Today's rating actions follow our review of the transaction's performance using data from the June 27, 2016 trustee report. On the July 7, 2016 payment date, principal proceeds were used to pay the remaining $30.0 million balance of the class A notes and the entire $75.0 million of the class B notes. As a result of the complete paydown, we are withdrawing our rating on the class A and B notes.

The upgrade of the class D notes reflects the transaction's $340.25 million in collective paydowns to the class A, B, and C notes since our September 2015 rating actions. These paydowns resulted in improved reported overcollateralization (O/C) ratios since the July 2015 trustee report, which we used for our previous rating actions:The class A/B O/C ratio improved to 322.70% from 175.48%.The class C O/C ratio improved to 193.67% from 143.50%.The class D O/C ratio improved to 140.07% from 122.19%.The class E O/C ratio improved to 122.38% from 113.39%. The affirmations on the class C, E-1, and E-2 notes reflect our view that the credit support available is commensurate with the current rating level.

Our ratings on the class D, E-1, and E-2 notes were affected by the application of the largest obligor default test from our corporate collateralized debt obligation criteria. The test is intended to address event and model risks that might be present in rated transactions. Despite cash flow runs that suggested higher ratings, the largest obligor default test constrained our rating on the class D notes at 'AA+' (sf), and our rating on the class E-1 and E-2 notes at 'BBB+ (sf)'. The top five largest obligors in the transaction currently make up more than 44% of the portfolio's performing collateral balance.

As of the June 2016 trustee report, the balance of collateral with a maturity date after the stated maturity of the transaction represented 10.66% of the portfolio. A CLO concentrated in long-dated assets could be exposed to market value risk at maturity because the collateral manager may have to sell long-dated assets for less than par to repay the CLO's subordinate rated notes when they mature (see "CDO Spotlight: The Relationship Between Long-Dated Assets And Market Value Risk In U. S. Cash Flow CLOs," published April 26, 2012).
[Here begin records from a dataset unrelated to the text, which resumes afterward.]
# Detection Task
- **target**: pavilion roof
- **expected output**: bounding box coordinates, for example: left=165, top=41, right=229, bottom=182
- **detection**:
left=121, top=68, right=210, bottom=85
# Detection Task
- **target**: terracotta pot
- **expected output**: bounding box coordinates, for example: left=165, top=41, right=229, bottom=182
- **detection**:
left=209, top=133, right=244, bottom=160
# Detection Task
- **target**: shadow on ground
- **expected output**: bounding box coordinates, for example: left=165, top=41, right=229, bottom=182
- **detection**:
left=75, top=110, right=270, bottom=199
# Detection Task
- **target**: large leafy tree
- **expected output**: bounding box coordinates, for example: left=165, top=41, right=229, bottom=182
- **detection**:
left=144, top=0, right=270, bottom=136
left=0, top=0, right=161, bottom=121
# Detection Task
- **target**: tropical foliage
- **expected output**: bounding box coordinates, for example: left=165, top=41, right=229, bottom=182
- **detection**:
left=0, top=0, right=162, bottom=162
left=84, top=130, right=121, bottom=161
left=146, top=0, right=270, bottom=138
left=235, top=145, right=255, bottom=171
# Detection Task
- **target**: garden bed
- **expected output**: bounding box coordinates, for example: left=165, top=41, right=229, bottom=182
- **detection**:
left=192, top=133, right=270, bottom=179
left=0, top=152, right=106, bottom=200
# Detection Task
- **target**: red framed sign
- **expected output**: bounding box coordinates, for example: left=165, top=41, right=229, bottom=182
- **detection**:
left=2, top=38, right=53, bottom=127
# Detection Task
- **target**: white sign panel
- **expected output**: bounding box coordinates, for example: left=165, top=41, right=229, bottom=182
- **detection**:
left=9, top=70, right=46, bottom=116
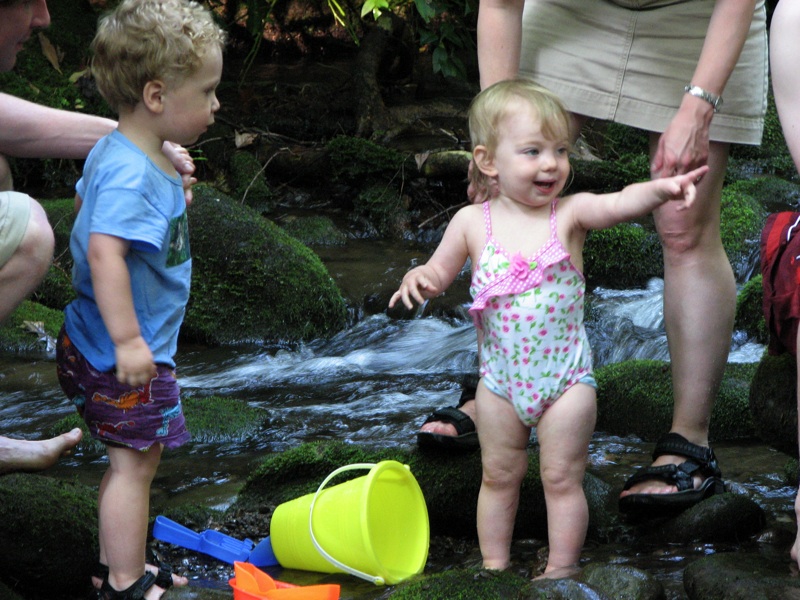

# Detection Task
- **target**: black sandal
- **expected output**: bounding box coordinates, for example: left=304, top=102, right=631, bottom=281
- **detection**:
left=92, top=560, right=174, bottom=590
left=619, top=433, right=725, bottom=517
left=100, top=571, right=156, bottom=600
left=417, top=386, right=480, bottom=451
Our analysis took into account the potential market value and/or settlement related risk arising from the potential liquidation of the remaining securities on the transaction's legal final maturity.

We will continue to review whether, in our view, the ratings assigned to the notes remain consistent with the credit enhancement available to support them, and will take rating actions as we deem necessary.